Third is the complementary sharing of overseas channels. In 2025, Changan's overseas sales were about 637,000 vehicles, with deep layout in Latin America and the Middle East; BAIC's exports were about 308,000 vehicles, deeply cultivating Southeast Asia and African markets. Sharing by both parties on overseas dealer networks, logistics and warehousing systems, and after-sales outlets means that in key incremental markets such as Thailand and Brazil, it is possible to avoid redundant investment like "two brands under the same flag building separate networks".

It is worth noting that to date, this agreement still belongs to the strategic framework level, does not involve equity merger, does not establish a joint venture company, and follows the route of market-oriented resource coordination rather than organizational restructuring.


Why the acceleration of "central-local cooperation" at this time

Looking far into the entire industry, perhaps we can understand why both parties would conduct this cooperation. Firstly, the price war has pressed the profit statements of vehicle enterprises to the critical point; the cost structure of "fighting alone" is unsustainable. When new energy penetration rates break through key thresholds, product homogenization intensifies, and consumer price sensitivity remains high, if a single car company wants to succeed with the old logic of "full-stack self-research + independent network building + full industry chain control," marginal returns are decreasing rapidly. What is saved through joint procurement might be the margin points on the financial report next year.

Secondly, the efficiency issue of state-owned automobile assets is shifting from a "reform topic" to a "survival topic." As a market-oriented vanguard within the central SOE system, Changan has flexible mechanisms, a solid military-industry foundation, and relatively successful upward movement of passenger car brands; BAIC holds Beijing regional resources, new energy manufacturing foundations, and regional channel foundations, but always faces bottlenecks in the premium breakthrough of independent passenger brands. The combination of the two, under the premise of not changing property rights, allows "movable resources" such as procurement scale, technical assets, and overseas networks to turn first, replacing repeated construction with synergy efficiency.
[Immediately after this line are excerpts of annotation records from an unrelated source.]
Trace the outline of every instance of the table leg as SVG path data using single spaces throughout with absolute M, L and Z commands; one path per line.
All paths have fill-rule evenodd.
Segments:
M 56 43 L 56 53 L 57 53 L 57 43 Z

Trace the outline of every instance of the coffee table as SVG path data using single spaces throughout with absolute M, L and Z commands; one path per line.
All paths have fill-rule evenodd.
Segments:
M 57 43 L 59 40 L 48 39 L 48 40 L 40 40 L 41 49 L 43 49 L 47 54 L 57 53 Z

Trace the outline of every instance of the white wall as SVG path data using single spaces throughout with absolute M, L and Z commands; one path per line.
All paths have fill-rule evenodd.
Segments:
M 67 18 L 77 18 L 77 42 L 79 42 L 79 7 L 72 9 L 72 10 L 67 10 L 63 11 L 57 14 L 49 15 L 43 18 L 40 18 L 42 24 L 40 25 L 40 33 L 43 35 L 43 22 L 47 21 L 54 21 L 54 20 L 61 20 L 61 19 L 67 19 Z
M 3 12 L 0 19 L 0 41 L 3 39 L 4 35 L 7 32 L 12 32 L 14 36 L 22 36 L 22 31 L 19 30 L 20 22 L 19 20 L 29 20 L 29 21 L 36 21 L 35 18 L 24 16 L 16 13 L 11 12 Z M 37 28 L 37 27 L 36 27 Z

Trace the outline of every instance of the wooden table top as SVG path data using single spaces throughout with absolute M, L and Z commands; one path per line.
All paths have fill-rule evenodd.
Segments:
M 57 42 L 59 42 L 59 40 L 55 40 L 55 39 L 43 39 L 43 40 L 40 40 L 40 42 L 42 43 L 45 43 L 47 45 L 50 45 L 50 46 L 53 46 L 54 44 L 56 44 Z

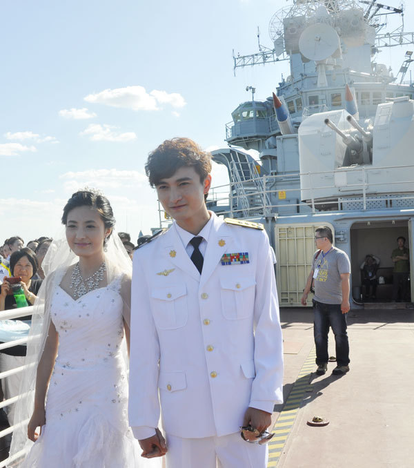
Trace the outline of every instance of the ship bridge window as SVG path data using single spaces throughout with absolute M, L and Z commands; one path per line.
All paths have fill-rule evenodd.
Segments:
M 293 101 L 288 101 L 286 103 L 288 104 L 288 109 L 289 110 L 289 113 L 290 114 L 294 114 L 295 113 L 295 103 Z
M 297 112 L 302 112 L 303 105 L 302 101 L 302 97 L 298 97 L 296 101 L 296 110 Z
M 377 105 L 382 102 L 382 92 L 373 92 L 373 104 Z
M 340 92 L 334 92 L 331 95 L 331 101 L 333 106 L 338 106 L 342 105 L 342 97 Z
M 371 103 L 371 96 L 368 91 L 362 91 L 361 92 L 361 104 L 369 104 Z
M 259 117 L 259 119 L 266 119 L 266 117 L 267 117 L 266 110 L 256 109 L 256 117 Z
M 254 110 L 253 109 L 249 109 L 248 110 L 243 110 L 241 113 L 241 117 L 244 119 L 253 119 L 254 116 Z
M 309 96 L 309 106 L 317 106 L 319 104 L 319 96 Z

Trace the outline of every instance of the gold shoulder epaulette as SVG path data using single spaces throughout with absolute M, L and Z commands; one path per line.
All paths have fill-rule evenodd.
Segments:
M 141 247 L 143 246 L 146 245 L 148 244 L 148 242 L 150 242 L 152 240 L 154 240 L 154 239 L 156 239 L 160 234 L 166 233 L 167 231 L 168 231 L 168 229 L 164 228 L 157 231 L 155 234 L 153 234 L 152 235 L 143 235 L 141 237 L 138 239 L 138 244 L 134 248 L 134 250 L 136 251 L 137 248 L 141 248 Z
M 245 220 L 239 220 L 233 217 L 224 218 L 224 222 L 227 224 L 234 224 L 235 226 L 241 226 L 242 228 L 252 228 L 253 229 L 260 229 L 263 231 L 264 226 L 262 223 L 254 223 L 251 221 Z

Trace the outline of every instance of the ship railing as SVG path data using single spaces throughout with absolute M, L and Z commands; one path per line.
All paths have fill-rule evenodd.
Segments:
M 26 315 L 30 315 L 33 313 L 33 306 L 29 306 L 28 307 L 22 307 L 20 309 L 12 309 L 9 311 L 4 311 L 0 312 L 0 326 L 2 320 L 12 320 L 15 319 L 19 319 L 20 317 L 24 317 Z M 9 341 L 5 343 L 0 344 L 0 351 L 3 351 L 5 349 L 8 349 L 14 346 L 17 345 L 24 345 L 28 342 L 28 337 L 24 337 L 22 338 L 19 338 L 17 340 L 14 340 Z M 14 368 L 8 369 L 4 371 L 3 369 L 0 369 L 0 380 L 3 380 L 10 377 L 10 376 L 14 376 L 16 374 L 21 374 L 29 367 L 32 367 L 34 364 L 31 364 L 28 365 L 17 366 Z M 18 394 L 15 395 L 7 400 L 3 400 L 2 402 L 0 402 L 0 408 L 6 408 L 10 407 L 12 404 L 14 404 L 16 402 L 19 400 L 19 398 L 25 396 L 28 393 L 25 394 Z M 3 439 L 9 434 L 11 434 L 16 429 L 21 426 L 24 426 L 28 424 L 29 422 L 28 419 L 17 421 L 14 420 L 13 423 L 10 426 L 0 431 L 0 439 Z M 5 447 L 4 442 L 3 441 L 0 442 L 0 445 L 1 447 Z M 14 454 L 12 456 L 9 456 L 5 460 L 0 461 L 0 468 L 5 468 L 8 466 L 13 466 L 13 462 L 16 462 L 21 458 L 25 454 L 25 451 L 21 450 L 19 452 Z

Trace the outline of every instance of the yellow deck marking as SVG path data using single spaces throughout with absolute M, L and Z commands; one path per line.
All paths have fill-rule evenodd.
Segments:
M 296 382 L 293 384 L 292 390 L 273 427 L 272 433 L 275 434 L 275 436 L 268 443 L 269 460 L 267 468 L 274 468 L 277 466 L 288 436 L 296 420 L 296 414 L 299 411 L 300 404 L 306 391 L 312 389 L 309 384 L 309 378 L 315 369 L 315 357 L 316 351 L 313 348 L 305 360 L 296 378 Z

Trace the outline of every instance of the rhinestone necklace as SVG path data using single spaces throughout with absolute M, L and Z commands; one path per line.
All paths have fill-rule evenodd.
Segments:
M 103 273 L 106 271 L 106 264 L 103 262 L 93 275 L 83 280 L 78 262 L 75 266 L 70 276 L 70 286 L 69 287 L 70 289 L 73 288 L 73 295 L 75 298 L 80 298 L 90 291 L 97 289 L 99 287 L 99 283 L 103 279 Z

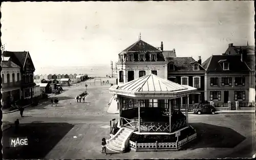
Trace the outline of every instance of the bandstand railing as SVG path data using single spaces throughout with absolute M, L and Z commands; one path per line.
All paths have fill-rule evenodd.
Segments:
M 120 117 L 121 126 L 125 127 L 133 130 L 136 130 L 138 128 L 139 122 L 134 120 L 128 119 L 123 117 Z

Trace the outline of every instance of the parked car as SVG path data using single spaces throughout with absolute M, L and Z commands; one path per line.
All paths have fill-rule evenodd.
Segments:
M 209 104 L 205 104 L 202 106 L 197 107 L 194 109 L 194 113 L 195 114 L 201 115 L 202 113 L 211 113 L 215 114 L 216 109 Z

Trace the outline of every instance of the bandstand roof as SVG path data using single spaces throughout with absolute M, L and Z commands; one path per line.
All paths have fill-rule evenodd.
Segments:
M 121 86 L 113 86 L 111 93 L 124 97 L 140 99 L 174 99 L 197 93 L 197 89 L 180 85 L 154 74 L 149 74 L 130 81 Z

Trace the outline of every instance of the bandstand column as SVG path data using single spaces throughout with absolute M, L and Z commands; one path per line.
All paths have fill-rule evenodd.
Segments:
M 169 101 L 168 101 L 168 103 L 169 105 L 169 122 L 170 124 L 169 126 L 169 130 L 170 130 L 170 133 L 172 132 L 172 107 L 170 106 L 171 104 L 169 103 Z
M 189 95 L 187 95 L 187 123 L 188 123 L 188 108 L 189 107 Z
M 138 100 L 138 101 L 140 101 L 140 100 Z M 140 132 L 140 101 L 139 102 L 139 105 L 138 105 L 138 115 L 139 115 L 139 120 L 138 120 L 138 123 L 139 123 L 139 133 Z
M 117 124 L 117 126 L 120 127 L 120 116 L 121 116 L 121 108 L 120 108 L 120 97 L 119 96 L 117 96 L 117 108 L 119 109 L 119 115 L 118 117 L 118 122 Z

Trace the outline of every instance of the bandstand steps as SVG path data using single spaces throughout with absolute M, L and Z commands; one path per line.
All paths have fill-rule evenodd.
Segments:
M 116 136 L 106 144 L 106 148 L 116 152 L 123 152 L 126 146 L 124 143 L 133 130 L 127 128 L 123 128 L 123 130 Z

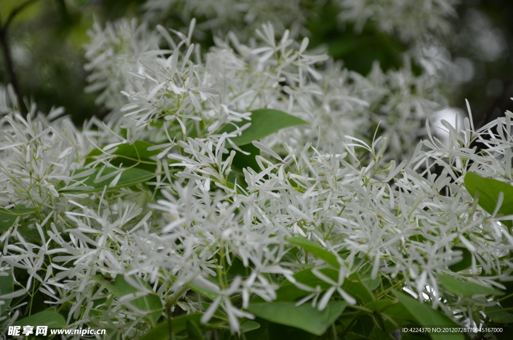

Thirdly, Chinese car exports are moving from an "opportunity period" to a "compliance and countermeasure period," where the risk of fighting alone is increasing. EU tariff barriers, localization rate requirements in various countries, and the escalation of brand trust wars all mean that Chinese car companies going overseas need stronger systemic capabilities — channel sharing, unified after-sales standards, and even joint responses to certification and regulatory games — none of which is something a single enterprise can handle alone.

The bigger highlight might be: when local SOEs and central SOE platforms finally find an operating method that does not rely on administrative bonding but on market-oriented synergy ties, will this template be replicated by more "central-local pairings"? If the answer is yes, then the value of this agreement on June 13 is not just that the cost accounts of the two car companies are calculated more precisely, but rather a real evolution in the method of resource allocation for the Chinese automotive industry during the stock competition phase.